Men had eens een walvis gevangen. Dit bleek overigens een aardig, intelligent dier te zijn. Toen het overgebracht werd in een bassin, wilde dit dier echter niet eten. Ofschoon men het van het beste en lekkerste voedsel voorzag, weigerde het te eten. Niemand kon het tot eten dwingen. Wanneer dit dier dus in zijn houding was blijven volharden, zou het zeker zijn gestorven. Wanneer een mens weigert bepaalde inzichten en waarden te aanvaarden, is het niet mogelijk hem in een milieu te brengen, waarin hij deze inzichten en waarden moet aanvaarden om in leven te blijven: dan zou hij zijn eigen wezen verliezen. Het ene noodzakelijke, dat de mens waarlijk tot mens maakt, zou hij missen: zijn geloof, de stuwing in hem, waardoor hij waarlijk als mens kan leven. De walvis, waarover ik sprak, heeft wel enige weken honger geleden en lusteloos in een hoekje gelegen, daarna echter onderzocht het zijn omgeving, begon te eten en werd zelfs erg vrolijk. Op het ogenblik is het dier de trots van Marineland in Californië.

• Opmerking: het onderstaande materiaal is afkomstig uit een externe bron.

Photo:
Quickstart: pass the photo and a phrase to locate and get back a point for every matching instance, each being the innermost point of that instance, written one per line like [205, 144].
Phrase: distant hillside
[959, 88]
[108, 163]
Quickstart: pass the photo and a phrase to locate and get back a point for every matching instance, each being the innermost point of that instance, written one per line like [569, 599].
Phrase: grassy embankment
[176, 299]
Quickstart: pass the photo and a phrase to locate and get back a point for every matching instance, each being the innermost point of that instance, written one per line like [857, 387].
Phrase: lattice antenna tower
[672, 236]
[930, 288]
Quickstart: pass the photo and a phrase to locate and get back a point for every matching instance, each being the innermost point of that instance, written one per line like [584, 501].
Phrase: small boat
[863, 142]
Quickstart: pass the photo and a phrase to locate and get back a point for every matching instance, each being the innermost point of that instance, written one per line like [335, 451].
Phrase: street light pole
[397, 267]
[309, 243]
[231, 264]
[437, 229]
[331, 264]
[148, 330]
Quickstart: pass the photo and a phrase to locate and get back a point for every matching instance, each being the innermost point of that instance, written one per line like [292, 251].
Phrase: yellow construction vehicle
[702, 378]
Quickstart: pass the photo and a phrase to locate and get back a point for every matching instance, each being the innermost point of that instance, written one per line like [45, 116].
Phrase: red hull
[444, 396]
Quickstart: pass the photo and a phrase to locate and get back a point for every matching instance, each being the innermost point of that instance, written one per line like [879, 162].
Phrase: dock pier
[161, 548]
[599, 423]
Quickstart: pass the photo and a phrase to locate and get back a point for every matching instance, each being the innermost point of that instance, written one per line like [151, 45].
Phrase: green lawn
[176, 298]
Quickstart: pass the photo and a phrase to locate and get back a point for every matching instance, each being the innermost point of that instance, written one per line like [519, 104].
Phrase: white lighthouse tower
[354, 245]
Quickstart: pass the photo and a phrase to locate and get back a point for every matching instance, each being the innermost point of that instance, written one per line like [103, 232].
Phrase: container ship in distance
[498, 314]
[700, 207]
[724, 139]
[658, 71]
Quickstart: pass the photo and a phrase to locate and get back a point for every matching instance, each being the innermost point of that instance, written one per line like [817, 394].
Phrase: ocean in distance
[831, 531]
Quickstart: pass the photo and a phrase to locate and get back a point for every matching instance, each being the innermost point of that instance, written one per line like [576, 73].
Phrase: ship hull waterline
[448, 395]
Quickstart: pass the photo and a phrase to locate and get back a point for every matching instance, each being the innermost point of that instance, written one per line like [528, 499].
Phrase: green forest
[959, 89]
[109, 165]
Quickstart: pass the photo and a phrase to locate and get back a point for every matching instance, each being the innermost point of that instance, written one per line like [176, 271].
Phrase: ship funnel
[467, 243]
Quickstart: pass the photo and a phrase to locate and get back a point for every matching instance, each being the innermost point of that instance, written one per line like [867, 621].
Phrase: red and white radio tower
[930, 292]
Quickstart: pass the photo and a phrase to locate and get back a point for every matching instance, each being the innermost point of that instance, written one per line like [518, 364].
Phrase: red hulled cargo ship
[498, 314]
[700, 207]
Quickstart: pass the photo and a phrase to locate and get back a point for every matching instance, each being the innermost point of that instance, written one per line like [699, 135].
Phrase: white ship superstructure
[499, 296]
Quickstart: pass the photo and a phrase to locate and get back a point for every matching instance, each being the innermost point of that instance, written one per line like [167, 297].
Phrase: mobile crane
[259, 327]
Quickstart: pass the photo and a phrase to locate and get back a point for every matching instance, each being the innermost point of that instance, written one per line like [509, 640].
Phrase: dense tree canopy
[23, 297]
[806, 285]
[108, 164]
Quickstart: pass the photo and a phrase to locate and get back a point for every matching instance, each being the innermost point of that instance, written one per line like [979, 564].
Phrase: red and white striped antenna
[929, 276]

Deze vergelijking kan ook voor de mens opgaan, dat is waar. Maar noodzakelijk is dit niet. Er kan een ogenblik komen, waarop wij in moeten zien, dat het niet meer mogelijk is de mens aan nog verdere spanningen te onderwerpen, zonder dat de mens lusteloos wordt en weigert nog iets verder te doen. Want dan is de waarde van het mens-zijn geheel teloor gegaan. Wij kunnen dus alleen de mens een pauze verschaffen. De mens zelf zal deze pauze moeten gebruiken. Hij kan in deze pauze alle dingen beter overzien en beter in verband met de werkelijkheid beschouwen, zowel zijn idealen als de uitslagen van de laatste verkiezingen, of het voorkomen van veelvuldige vulkaanrampen op een bepaald deel van de wereld.
Naar wij hopen, zullen de mensen dan een ogenblik nadenken en zeggen: Hé, er gaat dus iets boven ons denken en onze idealen uit. Misschien zullen zij dan ook stellen: er gaat iets boven ons begrip en onze beheersing uit.
Daarom moeten wij in onszelf naar het hoogste grijpen, maar in de wereld moeten wij voor alles, alle anderen erkennen voor wat zij in eigen recht en wezen zijn, zonder hen ónze inzichten op te dringen. Bernhard Shaw was een tamelijk spits mens. Hij heeft een uitspraak gedaan, die ik in dit verband zou willen aanhalen. “Een mens, die waarlijk in zijn God gelooft en beseft, dat anderen op hun eigen wijze dit evenzeer kunnen doen, zal pas waarlijk zijn God kunnen dienen en zijn medemensen begrijpen.” Hij voegde er aan toe: “alleen zou dit voor velen alle attractie aan het geloof ontnemen”.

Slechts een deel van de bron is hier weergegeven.